Outlet configurations

The purpose of the Outlet study was to evaluate the effect of changing gas outlet configuration to fluid flow mainly around the demister area. Three different outlet configurations were simulated: an outlet with rounded edges, a round solid plate placed below the outlet and a square perforated plate placed below the outlet. According to generally used friction loss charts, rounding the outlet with an r/D ratio of 0.15 reduces the friction loss coefficient K by 92% from 0.50 to 0.04 as compared to a sharp edged design.

Sketches of the mentioned modifications are presented graphically in Fig. 51.

FIGURE 51. Schematic drawings of the three different configurations studied in the Outlet study. Roundness of the outlet exaggerated for illustrative purposes.

The configuration of the holes in the Perforated plate case is presented in Fig. 52.

FIGURE 52. Positioning of the holes in millimeters in the Perforated plate case

Only the Impact Plate Type 1 distributor and the high capacity design values were used in modeling of the cases in the Outlet study. Maximum and standard deviation values of vertical velocity across a plane 5 cm below the demister pad are presented in Figs. 53 and 54, respectively.

FIGURE 53. Maximum values for vertical velocity 5 cm below the demister pad in m/s in three modified Outlet configuration -cases with high design capacity. Base geometry case

results presented as reference.

FIGURE 54. Standard deviation of vertical velocity 5 cm below the demister pad in m/s in three modified Outlet configuration -cases with high design capacity. Base geometry case

results presented as reference.

Figs. 53 and 54 indicate that the Rounded outlet has the biggest impact on fluid flow among the Outlet configurations. Rounding the outlet increases the fluid maximum velocity at the demister inlet slightly as seen in Fig. 53. This is due to absence of resistance caused by sharp angles to the outlet fluid flow. The uniformity of the flow profile at the demister inlet is increased with the Rounded outlet as seen in Fig. 54. Even though the peak velocities can increase slightly, overall the Rounded outlet produces a smoother flow profile at the demister inlet compared to other Outlet configurations. Based on basic fluid

0

Base Geometry Rounded Outlet Solid Plate Perforated Plate

U_Z, max [m/s]

Base Geometry Rounded Outlet Solid Plate Perforated Plate

U_Z, std [m/s]

dynamics principles, the effect of the Rounded outlet should be more pronounced with liquid flows, since they experience higher friction forces at sharp corners due to higher viscosities. Close up views of the vertical velocities in the outlet area on a vertical plane for each Outlet configuration are presented in Fig. 55.

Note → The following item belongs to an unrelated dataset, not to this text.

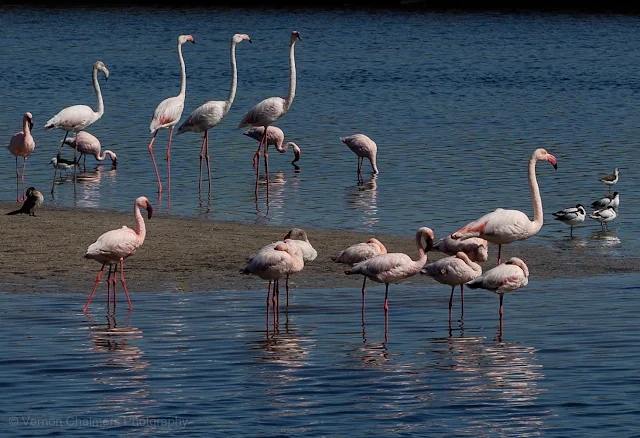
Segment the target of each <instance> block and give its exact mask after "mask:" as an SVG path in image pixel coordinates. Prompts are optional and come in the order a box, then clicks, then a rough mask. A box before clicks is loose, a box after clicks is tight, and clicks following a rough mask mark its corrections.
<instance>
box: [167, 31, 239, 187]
mask: <svg viewBox="0 0 640 438" xmlns="http://www.w3.org/2000/svg"><path fill="white" fill-rule="evenodd" d="M242 41H249V42H251V38H249V35H247V34H241V33H237V34H235V35H234V36H233V37H232V38H231V48H230V51H231V90H229V96H228V97H227V100H209V101H207V102H205V103H204V104H202V105H200V106H199V107H198V108H196V109H195V110H193V112H192V113H191V115H190V116H189V118H188V119H187V120H185V121H184V122H183V123H182V125H180V127H179V128H178V131H177V132H176V135H180V134H182V133H183V132H204V136H203V138H202V146H200V179H199V180H198V193H201V192H202V159H203V158H205V159H206V161H207V177H208V179H209V195H211V167H210V165H209V129H212V128H213V127H215V126H216V125H217V124H218V123H220V121H221V120H222V119H223V118H224V116H226V115H227V113H228V112H229V109H230V108H231V105H233V100H234V99H235V97H236V89H237V88H238V69H237V67H236V45H237V44H239V43H241V42H242Z"/></svg>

FIGURE 55. Vertical velocity profile on a vertical plane in each Outlet configuration case.

Standard deviation value calculated across demister inlet. Refer to Fig. 26 for plane location. High design capacity, Impact Plate Type 1 distributor.

Fig. 55 confirms that the solid and perforated plates function as expected. It also confirms that the Rounded outlet enhances flow through the outlet. This is seen as reduced flow velocity outside of the demister frame. A summary of vertical velocity planes 5 cm below the demister pad for each Outlet configuration case is presented in Fig. 56.

FIGURE 56. Vertical velocity profile 5 cm below the demister inlet in m/s in each modified Outlet configuration case. Base case presented as reference. High design

capacity, Impact Plate Type 1 distributor.

Visually, all of the flow profiles in Fig. 56 exhibit acceptable evenness. The Rounded outlet stands out with a slightly lower standard deviation among the Outlet configurations despite the formation of a small high velocity zone near the back wall of the vessel. Based on this, it can be deduced that the low standard deviation value is the result of the whole flow field obtaining velocities very close to the mean velocity at the demister inlet with the exception of the high velocity zone. In actual operation of the separator, this type of uniformity does not yield any additional benefits as long as the maximum velocities remain below the acceptable limit. To more closely study the effects of the outlet configurations, vertical velocity planes were also extracted at two locations inside the demister frame. The lower plane was extracted 5 cm above the demister pad and the upper 5 cm below the plate. These planes are presented in Fig. 57 for all of the Outlet study cases with only the area inside the demister frame included in the pictures.

FIGURE 57. Vertical velocity on two planes inside the demister frame in the Outlet study cases. Only area inside demister frame is presented. Top picture indicates plane locations (in red) between demister and the plate (in blue). High design values. NOTE! Different

color scale compared to other velocity figures.

Fig. 57 indicates that the rounded outlet does not significantly change the flow profile flooding similarly than as a result of upstream velocity increase. In the calculated cases, the maximum velocities downstream of the demister remain at 3 m/s which is the same as for the Base geometry. Therefore it is unlikely that any of these modifications will contribute to flooding of the demister.

Overall, it can be concluded that none of the Outlet configurations can be declared best when employing the well performing Impact plate distributor. Further studies should be conducted to determine the possibilities of improving flow with outlet modifications when using distributors with worse performance characteristics.